Tuesday, May 23, 2017

DHS: More than 600K visitors overstayed visas in 2016

The Hill 
By Mark Hensch
May 22, 2017

The Department of Homeland Security reported Monday that more than 600,000 foreign travelers legally entered the U.S. in 2016 and then overstayed their visas.

“Identifying overstays is important for national security, public safety, immigration enforcement, and processing applications for immigration benefits,” the report said.

The report described “an overstay [as] a nonimmigrant who was lawfully admitted to the United States for an authorized period, but remained in the United States beyond his or her period of lawful admission.”

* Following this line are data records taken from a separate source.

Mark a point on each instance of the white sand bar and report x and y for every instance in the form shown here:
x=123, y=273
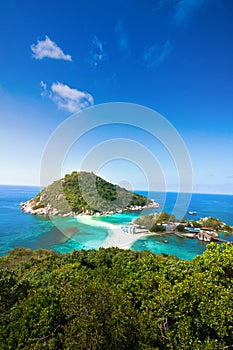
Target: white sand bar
x=117, y=236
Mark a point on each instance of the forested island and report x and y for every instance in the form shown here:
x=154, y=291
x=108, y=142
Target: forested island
x=116, y=299
x=85, y=193
x=205, y=229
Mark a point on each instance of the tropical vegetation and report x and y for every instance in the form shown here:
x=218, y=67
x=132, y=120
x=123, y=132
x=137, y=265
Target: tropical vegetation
x=115, y=299
x=83, y=191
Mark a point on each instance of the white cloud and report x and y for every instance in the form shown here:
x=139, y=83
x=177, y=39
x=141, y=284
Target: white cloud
x=154, y=55
x=43, y=86
x=70, y=99
x=48, y=48
x=97, y=52
x=122, y=38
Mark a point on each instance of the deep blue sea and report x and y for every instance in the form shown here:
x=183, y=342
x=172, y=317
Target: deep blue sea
x=18, y=229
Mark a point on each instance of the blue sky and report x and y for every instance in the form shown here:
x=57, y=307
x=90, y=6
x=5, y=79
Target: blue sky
x=173, y=56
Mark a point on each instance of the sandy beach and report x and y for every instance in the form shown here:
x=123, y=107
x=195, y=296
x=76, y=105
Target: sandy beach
x=116, y=236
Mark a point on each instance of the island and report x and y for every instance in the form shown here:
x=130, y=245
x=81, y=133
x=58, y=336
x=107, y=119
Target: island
x=84, y=193
x=204, y=229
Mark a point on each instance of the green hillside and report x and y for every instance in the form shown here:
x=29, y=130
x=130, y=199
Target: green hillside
x=82, y=191
x=115, y=299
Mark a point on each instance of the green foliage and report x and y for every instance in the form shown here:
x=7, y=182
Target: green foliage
x=115, y=299
x=82, y=191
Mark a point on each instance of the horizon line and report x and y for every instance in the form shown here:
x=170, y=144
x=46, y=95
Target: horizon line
x=141, y=190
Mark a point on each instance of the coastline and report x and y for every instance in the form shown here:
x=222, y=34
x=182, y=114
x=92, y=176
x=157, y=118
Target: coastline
x=116, y=238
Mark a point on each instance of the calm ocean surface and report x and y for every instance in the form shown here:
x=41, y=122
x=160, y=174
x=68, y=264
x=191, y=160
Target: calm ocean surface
x=65, y=234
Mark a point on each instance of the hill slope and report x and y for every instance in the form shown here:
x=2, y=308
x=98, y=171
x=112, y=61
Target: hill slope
x=114, y=299
x=83, y=192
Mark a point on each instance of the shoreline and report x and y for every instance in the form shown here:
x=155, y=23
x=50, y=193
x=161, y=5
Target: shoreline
x=116, y=238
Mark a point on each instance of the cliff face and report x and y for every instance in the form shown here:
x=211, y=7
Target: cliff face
x=83, y=193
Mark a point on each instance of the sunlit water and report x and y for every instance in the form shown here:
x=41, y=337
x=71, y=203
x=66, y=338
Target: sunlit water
x=18, y=229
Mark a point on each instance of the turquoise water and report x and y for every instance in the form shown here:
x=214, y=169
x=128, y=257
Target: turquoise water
x=66, y=234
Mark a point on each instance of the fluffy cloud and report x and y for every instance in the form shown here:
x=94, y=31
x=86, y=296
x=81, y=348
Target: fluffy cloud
x=154, y=55
x=184, y=9
x=97, y=53
x=48, y=48
x=122, y=38
x=70, y=99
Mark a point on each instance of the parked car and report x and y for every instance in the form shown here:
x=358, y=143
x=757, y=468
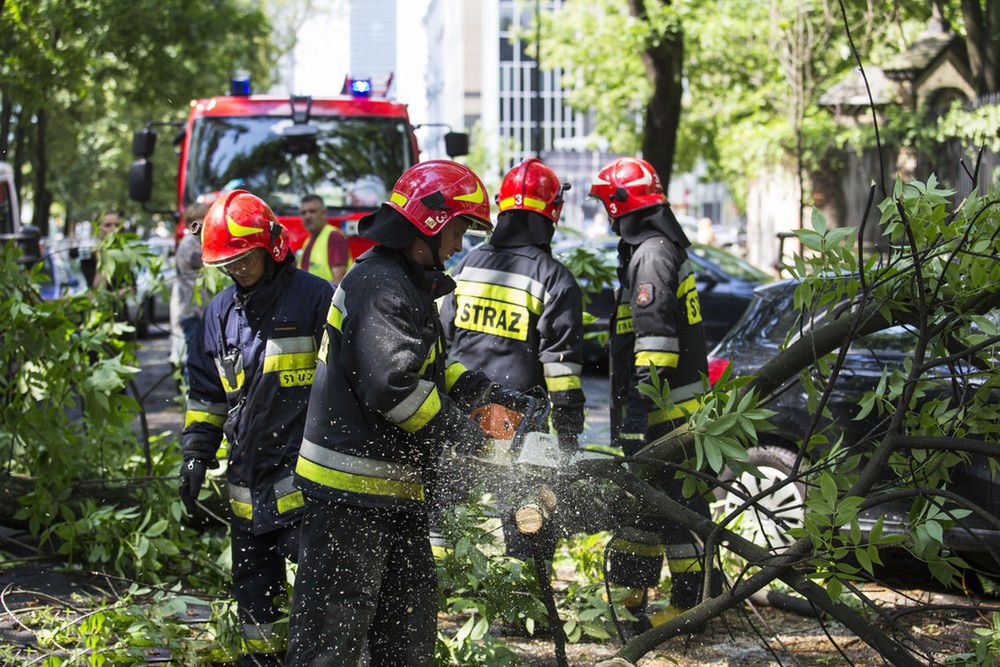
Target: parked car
x=757, y=338
x=725, y=286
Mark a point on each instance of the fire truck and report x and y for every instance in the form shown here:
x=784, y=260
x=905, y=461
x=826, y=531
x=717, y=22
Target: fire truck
x=349, y=149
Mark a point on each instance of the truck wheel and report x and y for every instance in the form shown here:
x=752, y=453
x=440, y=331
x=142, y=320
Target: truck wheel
x=786, y=504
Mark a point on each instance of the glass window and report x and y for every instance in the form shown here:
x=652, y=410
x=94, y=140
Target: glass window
x=352, y=162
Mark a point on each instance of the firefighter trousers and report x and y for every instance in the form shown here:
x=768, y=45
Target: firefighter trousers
x=365, y=574
x=259, y=583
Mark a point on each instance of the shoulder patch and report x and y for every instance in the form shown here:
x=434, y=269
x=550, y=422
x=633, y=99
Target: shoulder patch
x=644, y=294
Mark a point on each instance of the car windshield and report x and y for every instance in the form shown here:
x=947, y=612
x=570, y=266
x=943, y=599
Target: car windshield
x=352, y=162
x=729, y=263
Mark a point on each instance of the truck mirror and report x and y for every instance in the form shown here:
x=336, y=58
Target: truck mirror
x=143, y=142
x=140, y=180
x=456, y=144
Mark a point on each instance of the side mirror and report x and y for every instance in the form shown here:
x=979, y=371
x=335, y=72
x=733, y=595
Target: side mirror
x=456, y=144
x=140, y=180
x=143, y=142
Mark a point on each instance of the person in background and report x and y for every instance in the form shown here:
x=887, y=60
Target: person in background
x=185, y=310
x=326, y=253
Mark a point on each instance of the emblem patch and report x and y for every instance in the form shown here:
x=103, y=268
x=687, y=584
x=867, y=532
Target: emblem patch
x=644, y=294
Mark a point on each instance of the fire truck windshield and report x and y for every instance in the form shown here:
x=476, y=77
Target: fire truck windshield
x=351, y=161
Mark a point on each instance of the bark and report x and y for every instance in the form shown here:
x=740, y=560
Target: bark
x=40, y=168
x=663, y=60
x=982, y=43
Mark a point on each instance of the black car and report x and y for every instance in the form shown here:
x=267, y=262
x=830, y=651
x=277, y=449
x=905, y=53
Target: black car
x=760, y=334
x=725, y=286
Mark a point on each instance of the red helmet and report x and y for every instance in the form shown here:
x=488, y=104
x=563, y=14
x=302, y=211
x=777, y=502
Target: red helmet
x=430, y=194
x=236, y=223
x=627, y=184
x=532, y=186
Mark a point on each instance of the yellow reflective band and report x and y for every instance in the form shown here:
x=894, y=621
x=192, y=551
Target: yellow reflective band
x=510, y=295
x=275, y=645
x=686, y=285
x=192, y=416
x=454, y=371
x=230, y=388
x=289, y=502
x=530, y=202
x=679, y=565
x=345, y=481
x=637, y=548
x=242, y=510
x=664, y=415
x=658, y=359
x=564, y=383
x=491, y=317
x=289, y=362
x=427, y=410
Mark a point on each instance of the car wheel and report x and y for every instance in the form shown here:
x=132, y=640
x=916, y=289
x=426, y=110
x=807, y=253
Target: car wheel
x=786, y=504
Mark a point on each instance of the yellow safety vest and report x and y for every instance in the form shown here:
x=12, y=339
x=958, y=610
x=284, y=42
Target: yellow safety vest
x=319, y=260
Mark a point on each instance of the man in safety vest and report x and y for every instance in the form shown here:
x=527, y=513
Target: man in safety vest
x=385, y=403
x=326, y=254
x=251, y=367
x=517, y=312
x=656, y=328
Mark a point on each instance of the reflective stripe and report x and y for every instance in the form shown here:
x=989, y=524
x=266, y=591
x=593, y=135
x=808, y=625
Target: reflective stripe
x=343, y=481
x=241, y=501
x=637, y=548
x=288, y=497
x=659, y=359
x=195, y=416
x=664, y=415
x=515, y=280
x=290, y=345
x=409, y=406
x=338, y=311
x=512, y=295
x=556, y=368
x=530, y=202
x=359, y=465
x=657, y=343
x=680, y=565
x=452, y=373
x=289, y=362
x=564, y=383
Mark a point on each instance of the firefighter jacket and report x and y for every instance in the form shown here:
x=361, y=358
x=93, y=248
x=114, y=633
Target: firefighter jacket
x=251, y=367
x=656, y=326
x=385, y=400
x=517, y=316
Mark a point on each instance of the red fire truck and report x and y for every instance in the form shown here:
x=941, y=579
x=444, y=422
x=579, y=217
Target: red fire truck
x=348, y=149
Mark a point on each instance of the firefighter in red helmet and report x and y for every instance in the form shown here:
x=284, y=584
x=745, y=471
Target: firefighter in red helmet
x=386, y=402
x=656, y=328
x=251, y=368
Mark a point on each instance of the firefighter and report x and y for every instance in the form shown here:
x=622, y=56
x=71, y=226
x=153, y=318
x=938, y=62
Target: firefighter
x=251, y=368
x=655, y=328
x=385, y=403
x=517, y=312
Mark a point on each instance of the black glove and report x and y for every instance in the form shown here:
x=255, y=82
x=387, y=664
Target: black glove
x=192, y=478
x=468, y=437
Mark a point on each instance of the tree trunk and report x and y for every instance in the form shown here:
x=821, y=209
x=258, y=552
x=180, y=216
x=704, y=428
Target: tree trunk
x=40, y=167
x=983, y=46
x=664, y=63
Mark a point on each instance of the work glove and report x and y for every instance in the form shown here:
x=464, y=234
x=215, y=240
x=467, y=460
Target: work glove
x=192, y=479
x=467, y=437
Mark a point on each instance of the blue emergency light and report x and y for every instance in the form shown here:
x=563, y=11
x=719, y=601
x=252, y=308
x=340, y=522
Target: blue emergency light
x=361, y=87
x=240, y=85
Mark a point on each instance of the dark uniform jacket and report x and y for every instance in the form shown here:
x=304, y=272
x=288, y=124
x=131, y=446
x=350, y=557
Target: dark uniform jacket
x=517, y=316
x=251, y=368
x=382, y=404
x=657, y=321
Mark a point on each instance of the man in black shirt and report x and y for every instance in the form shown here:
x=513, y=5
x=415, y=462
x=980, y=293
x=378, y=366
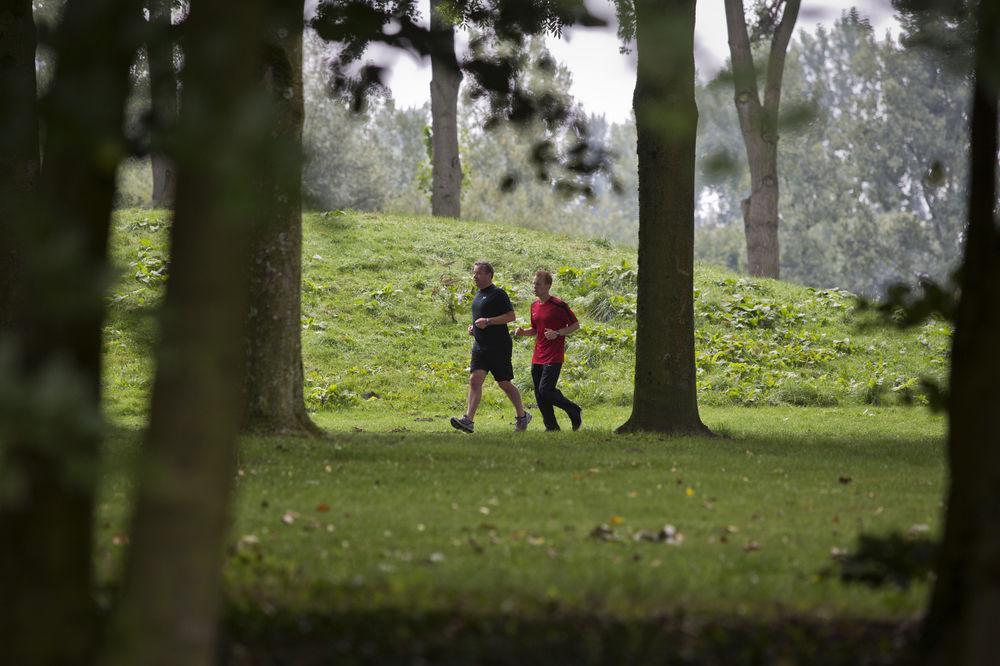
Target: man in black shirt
x=491, y=348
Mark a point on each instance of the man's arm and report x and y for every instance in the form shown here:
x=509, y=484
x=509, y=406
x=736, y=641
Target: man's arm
x=503, y=319
x=564, y=332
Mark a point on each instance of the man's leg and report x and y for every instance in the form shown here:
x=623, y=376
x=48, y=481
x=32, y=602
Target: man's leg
x=544, y=406
x=549, y=392
x=476, y=379
x=508, y=387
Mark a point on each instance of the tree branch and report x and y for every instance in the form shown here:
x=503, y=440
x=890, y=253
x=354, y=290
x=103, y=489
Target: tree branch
x=776, y=60
x=744, y=72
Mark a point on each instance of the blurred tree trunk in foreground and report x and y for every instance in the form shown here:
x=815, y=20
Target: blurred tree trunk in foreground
x=163, y=89
x=51, y=415
x=171, y=594
x=19, y=162
x=961, y=623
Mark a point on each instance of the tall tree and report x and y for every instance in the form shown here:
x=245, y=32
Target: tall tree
x=273, y=382
x=19, y=162
x=446, y=77
x=759, y=124
x=163, y=93
x=172, y=584
x=960, y=627
x=51, y=415
x=665, y=398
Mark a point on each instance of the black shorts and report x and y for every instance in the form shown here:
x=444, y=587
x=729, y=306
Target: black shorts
x=498, y=363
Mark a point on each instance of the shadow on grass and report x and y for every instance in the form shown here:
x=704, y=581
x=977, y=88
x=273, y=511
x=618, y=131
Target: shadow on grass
x=395, y=637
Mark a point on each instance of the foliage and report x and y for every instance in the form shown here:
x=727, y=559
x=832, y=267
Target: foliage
x=386, y=287
x=894, y=559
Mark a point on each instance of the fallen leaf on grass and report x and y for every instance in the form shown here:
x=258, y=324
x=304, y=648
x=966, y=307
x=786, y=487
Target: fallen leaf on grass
x=604, y=533
x=668, y=534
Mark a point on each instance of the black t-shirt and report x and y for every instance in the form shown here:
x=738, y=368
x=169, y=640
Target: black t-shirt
x=491, y=302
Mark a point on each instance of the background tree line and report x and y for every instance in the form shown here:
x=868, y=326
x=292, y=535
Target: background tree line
x=850, y=216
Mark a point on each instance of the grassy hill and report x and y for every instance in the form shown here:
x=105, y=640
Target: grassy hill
x=386, y=305
x=397, y=539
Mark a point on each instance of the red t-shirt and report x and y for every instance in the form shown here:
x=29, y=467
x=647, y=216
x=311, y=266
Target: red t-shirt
x=554, y=314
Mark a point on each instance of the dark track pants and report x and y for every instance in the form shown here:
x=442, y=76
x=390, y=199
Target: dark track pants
x=544, y=378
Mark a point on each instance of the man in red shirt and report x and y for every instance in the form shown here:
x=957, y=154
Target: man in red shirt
x=551, y=322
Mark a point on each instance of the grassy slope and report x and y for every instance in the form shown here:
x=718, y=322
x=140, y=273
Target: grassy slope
x=406, y=515
x=375, y=299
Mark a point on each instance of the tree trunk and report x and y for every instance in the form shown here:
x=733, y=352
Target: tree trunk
x=665, y=398
x=18, y=147
x=759, y=127
x=53, y=430
x=172, y=584
x=163, y=88
x=760, y=209
x=960, y=627
x=446, y=191
x=273, y=386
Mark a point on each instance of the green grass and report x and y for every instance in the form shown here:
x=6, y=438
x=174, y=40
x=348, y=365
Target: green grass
x=377, y=289
x=398, y=522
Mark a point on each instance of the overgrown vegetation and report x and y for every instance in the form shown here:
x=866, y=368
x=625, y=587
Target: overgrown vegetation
x=397, y=521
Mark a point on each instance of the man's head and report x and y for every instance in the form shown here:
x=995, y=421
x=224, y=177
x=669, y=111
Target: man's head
x=542, y=284
x=482, y=274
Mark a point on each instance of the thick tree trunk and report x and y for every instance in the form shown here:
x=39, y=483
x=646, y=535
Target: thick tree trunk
x=961, y=623
x=759, y=126
x=171, y=593
x=446, y=191
x=665, y=398
x=18, y=147
x=273, y=386
x=163, y=86
x=47, y=615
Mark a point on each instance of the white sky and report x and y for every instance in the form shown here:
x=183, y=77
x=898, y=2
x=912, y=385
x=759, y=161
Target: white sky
x=603, y=79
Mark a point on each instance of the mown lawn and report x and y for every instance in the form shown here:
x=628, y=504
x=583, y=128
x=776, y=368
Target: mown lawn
x=400, y=520
x=396, y=539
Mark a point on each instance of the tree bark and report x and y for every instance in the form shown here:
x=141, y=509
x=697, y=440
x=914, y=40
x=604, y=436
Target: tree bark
x=273, y=385
x=446, y=77
x=52, y=436
x=960, y=627
x=759, y=127
x=665, y=398
x=19, y=164
x=172, y=584
x=163, y=88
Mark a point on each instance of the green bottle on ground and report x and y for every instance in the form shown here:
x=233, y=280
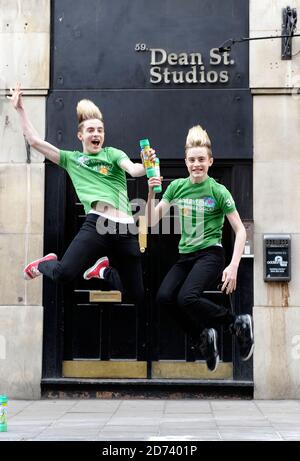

The document said 739,470 foreigners remained in the U.S. in 2016 for some time after their visas expired.

The number dropped to 628,799 foreigners by Sept. 30, 2016, it said, the end of fiscal 2016, before reaching 544,000 foreigners in January.

USA Today on Monday reported that the DHS had changed the visa categories it used to make the report for 2016, meaning the total number of visa overstays cannot be compared with the previous year.

The newspaper reported that 347,632 foreigners entered the U.S. in 2015 through the Visa Waiver Program, B-1 business visas or B-2 tourism visas before overstaying once their visas expired.

USA Today reported that number rose to 392,276 last year, marking a 13 percent increase in visa overstays.

People overstaying their visas make up an estimated 40 percent of the 11 million undocumented immigrants living in the U.S., it reported.

Visa overstays reportedly represented about 1.2 percent of the 50 million people who arrived in the U.S. in 2016 through America’s airports and seaports.